頬を染めながらとばりが微笑む。出された食事は、肉野菜炒めと味噌汁、

 そして白ごはんという簡素なものだった。だが、今のこの状況ではわがままなど言えない。

 腹が減っていれば、何もかもご馳走と思えるものだ。健に助けてもらってシャワーや着替えもさせてもらい、こうして料理まで振る舞ってもらっては、申し訳が立たないというもの。何かお礼がしたい。そんな気分だった。


「そんな、滅相もない。まだまだ素人ですって」

「……ふふふ、一番乗りだ! いただきますっ」


アルヴィーが先にハシをつけた。慌てて健もハシをつけようとするが、とばりに先を越されてしまう。


「食事とは弱肉強食、早い者勝ちだ。料理を作ったお主が出遅れるとは、笑ってしまうのぅ」


アルヴィーの小皿には既にたくさん具が盛られれていた。全体の3分の1くらいか。とばりの小皿も同様だ。このままでは、自分の分がなくなってしまう。アルヴィーにすがりつくと泣きじゃくるように、


「僕の分残しといてよぉ~!」

「そう慌てるでない。ちゃんとお主の分はとっといてあるぞ?」


いらない心配だった。アルヴィーがそう言うように、

 大きな皿には健の分の具がちゃんと残されていた。先ほどまで半べそかいていたのが嘘のように健は立ち直り、具と白ごはんとをかっ込んだ。そして、翌日。乾いた下着や白衣をとばりに返し、着させた。

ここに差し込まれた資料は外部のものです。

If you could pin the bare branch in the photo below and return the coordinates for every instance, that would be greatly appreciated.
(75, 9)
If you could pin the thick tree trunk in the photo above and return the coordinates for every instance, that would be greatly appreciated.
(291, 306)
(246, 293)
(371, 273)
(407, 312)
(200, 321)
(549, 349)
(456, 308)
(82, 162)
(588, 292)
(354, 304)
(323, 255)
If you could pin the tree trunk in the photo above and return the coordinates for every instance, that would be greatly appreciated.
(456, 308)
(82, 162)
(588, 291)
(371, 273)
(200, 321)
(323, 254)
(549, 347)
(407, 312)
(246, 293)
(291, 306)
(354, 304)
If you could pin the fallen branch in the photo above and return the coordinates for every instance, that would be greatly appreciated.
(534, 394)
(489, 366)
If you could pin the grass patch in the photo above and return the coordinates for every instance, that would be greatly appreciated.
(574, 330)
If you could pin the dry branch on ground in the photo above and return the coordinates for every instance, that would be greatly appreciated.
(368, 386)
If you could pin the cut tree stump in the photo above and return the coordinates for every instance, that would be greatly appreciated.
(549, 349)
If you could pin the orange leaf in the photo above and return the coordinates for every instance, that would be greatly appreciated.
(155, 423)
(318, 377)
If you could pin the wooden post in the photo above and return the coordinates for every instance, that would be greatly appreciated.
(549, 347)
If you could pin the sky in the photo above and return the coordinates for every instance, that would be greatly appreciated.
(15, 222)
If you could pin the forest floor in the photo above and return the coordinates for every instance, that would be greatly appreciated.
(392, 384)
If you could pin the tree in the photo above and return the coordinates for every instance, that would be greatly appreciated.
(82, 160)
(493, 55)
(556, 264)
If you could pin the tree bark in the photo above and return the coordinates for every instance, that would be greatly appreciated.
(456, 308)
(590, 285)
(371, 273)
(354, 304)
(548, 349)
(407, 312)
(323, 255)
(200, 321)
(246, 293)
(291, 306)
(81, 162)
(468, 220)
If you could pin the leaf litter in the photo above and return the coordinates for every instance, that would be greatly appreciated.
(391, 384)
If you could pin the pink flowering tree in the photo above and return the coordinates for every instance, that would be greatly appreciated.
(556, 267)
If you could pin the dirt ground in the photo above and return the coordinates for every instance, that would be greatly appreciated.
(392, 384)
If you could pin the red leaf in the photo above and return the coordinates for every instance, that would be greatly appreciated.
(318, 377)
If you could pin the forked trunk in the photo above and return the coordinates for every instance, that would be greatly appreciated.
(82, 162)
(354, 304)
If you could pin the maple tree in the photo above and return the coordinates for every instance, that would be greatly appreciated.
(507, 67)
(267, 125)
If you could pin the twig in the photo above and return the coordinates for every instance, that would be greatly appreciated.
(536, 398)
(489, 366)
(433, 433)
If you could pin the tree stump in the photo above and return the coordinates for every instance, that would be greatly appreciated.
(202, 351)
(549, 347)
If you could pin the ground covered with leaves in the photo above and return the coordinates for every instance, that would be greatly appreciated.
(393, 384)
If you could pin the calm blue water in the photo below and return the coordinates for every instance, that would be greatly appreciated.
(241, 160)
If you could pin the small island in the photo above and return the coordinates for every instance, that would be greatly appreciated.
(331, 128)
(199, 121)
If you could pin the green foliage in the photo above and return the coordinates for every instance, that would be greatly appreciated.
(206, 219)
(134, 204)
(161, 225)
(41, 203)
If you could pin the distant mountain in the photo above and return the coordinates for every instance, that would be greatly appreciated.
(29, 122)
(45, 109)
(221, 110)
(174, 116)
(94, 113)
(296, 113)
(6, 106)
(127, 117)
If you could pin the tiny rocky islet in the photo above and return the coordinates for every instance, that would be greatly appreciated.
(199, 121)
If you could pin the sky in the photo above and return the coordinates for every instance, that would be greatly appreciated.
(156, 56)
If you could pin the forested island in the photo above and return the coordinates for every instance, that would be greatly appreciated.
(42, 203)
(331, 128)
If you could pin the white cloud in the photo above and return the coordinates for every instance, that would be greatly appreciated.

「昨日はありがとう。あたし、あなたたちに世話になってばっかりね。なにかお礼しなきゃ……」

「いやいや、礼には及ばんよ。それに困ったときはお互い様ではないかの」


 家まで同行しようと申し出たが、彼女はひとりで帰れるというのでこうして見送ることとなった。とばりはにっこりと笑っていたが、どこか寂しそうだ。


「ところで、健くんは?」

「すまない、あやつは今おねむの時間だ。そなたを助けた上での敵地からの脱出と、自宅への帰還を最低2日はかけてやったからの」


それなら仕方がない、と、とばりは返した。


「あ、そうだ。メモ帳かなんかないかしら?」


 メモ用紙がほしいという、彼女からの最後の要求。受話器の横にあったメモ帳から一枚破ると、

 それをとばりへと渡す。とばりはそれに何かを書き込むと、アルヴィーへと手渡した。何が書いてあるのだろう。


「これは?」

「あたしのアドレスと住所よ。何かあったら、また連絡ちょうだいね。それから、あとであたしの家に来てもらえないかしら? 何か予定があったらそっちを優先してくれてもいいから」

「承知した。健にそう伝えておこう。では、さらばだ」

「バイバーイ、またね♪」


 笑顔で手を振り、とばりはアパートをあとにした。メモによれば、彼女は京都の西大路に住んでいるという。